Habib-i Najjar Mosque is a historical mosque in Antakya, Hatay Province, Turkey named after Habib the Carpenter. The mosque is to the east of Orontes River (). The mosque was severely damaged by earthquakes in February 2023.

History
In antiquity, there was most probably a pagan temple in place of the current mosque. During the Christian era, it was converted into a church named after John the Baptist. In the Medieval Age, the city was captured first by the Rashidun Caliphate in 637, by the Byzantine Empire in 969, by the Seljuk Turks in 1084, by the Crusades in 1098, and by the Baibars of the Mamluk Sultanate in 1268. Concurrently in each case, the status of the building was changed from church to mosque and from mosque to church. However, in the inscription of the mosque, it reads that it was rebuilt in 1275 soon after Baibars had converted it to a mosque.
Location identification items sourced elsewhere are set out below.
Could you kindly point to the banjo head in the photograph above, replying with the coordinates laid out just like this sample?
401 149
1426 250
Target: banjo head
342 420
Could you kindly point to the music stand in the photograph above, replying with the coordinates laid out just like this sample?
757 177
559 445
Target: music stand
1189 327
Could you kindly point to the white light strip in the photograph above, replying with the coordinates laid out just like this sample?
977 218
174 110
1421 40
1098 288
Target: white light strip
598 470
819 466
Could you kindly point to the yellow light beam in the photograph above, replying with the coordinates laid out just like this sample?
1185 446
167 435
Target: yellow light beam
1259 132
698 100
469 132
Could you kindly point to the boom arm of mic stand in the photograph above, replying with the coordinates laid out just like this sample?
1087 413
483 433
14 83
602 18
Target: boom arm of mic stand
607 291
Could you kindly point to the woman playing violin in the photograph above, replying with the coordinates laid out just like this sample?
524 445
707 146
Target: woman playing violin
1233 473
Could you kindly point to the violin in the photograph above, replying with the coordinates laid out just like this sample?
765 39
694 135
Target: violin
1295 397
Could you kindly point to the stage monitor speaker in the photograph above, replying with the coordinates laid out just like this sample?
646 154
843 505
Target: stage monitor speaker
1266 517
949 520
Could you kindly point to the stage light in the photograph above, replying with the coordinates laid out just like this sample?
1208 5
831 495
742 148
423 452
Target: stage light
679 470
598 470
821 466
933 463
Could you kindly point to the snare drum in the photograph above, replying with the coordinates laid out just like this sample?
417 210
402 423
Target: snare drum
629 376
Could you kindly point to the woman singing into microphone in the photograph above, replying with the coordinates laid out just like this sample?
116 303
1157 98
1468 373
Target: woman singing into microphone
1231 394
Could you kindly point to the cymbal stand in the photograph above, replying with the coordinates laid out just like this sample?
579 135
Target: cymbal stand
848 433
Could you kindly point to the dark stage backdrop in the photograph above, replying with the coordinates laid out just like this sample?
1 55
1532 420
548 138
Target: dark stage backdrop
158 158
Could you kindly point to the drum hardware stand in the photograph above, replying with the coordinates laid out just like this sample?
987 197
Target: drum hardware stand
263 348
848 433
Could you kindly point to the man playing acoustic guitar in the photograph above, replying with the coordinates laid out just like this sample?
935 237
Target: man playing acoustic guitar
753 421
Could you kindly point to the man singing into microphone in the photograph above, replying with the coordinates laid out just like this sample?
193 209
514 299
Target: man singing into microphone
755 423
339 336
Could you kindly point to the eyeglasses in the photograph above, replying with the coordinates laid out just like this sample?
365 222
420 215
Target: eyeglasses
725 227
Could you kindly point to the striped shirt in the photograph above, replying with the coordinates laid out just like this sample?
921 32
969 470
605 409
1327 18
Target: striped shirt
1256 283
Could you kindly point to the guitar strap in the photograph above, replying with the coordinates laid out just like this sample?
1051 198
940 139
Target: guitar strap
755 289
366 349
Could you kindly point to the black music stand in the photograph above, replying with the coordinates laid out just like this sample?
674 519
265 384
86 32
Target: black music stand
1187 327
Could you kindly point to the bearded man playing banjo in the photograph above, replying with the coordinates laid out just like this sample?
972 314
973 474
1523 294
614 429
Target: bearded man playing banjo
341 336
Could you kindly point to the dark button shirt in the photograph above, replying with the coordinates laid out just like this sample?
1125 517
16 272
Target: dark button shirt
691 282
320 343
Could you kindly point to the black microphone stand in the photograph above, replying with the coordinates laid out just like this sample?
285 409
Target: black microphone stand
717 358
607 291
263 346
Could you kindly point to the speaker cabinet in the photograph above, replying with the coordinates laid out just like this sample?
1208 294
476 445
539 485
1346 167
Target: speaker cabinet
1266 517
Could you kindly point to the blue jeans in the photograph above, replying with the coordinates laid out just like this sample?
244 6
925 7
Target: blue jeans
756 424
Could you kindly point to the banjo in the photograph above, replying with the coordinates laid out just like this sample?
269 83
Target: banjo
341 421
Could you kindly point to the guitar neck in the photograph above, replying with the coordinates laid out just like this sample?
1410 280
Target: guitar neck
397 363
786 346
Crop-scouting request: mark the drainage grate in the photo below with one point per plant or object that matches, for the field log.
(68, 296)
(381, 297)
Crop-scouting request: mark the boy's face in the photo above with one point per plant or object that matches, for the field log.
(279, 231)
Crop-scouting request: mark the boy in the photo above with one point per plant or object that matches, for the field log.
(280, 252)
The mosque was demolished during the 1853 earthquake. It was rebuilt by the Ottomans but the minaret was left standing and is older. The shadirvan (ablution fountain) is a later addition.

The mosque was destroyed in the 2023 earthquake.

Habib-i Nejjar

The mosque was named after Habib'i Neccar or Habib al-Najjar, a carpenter, who lived in the time of Jesus Christ. In the early years of Christianity, he was martyred by the pagans, who refused to convert. He was canonized a Christian saint.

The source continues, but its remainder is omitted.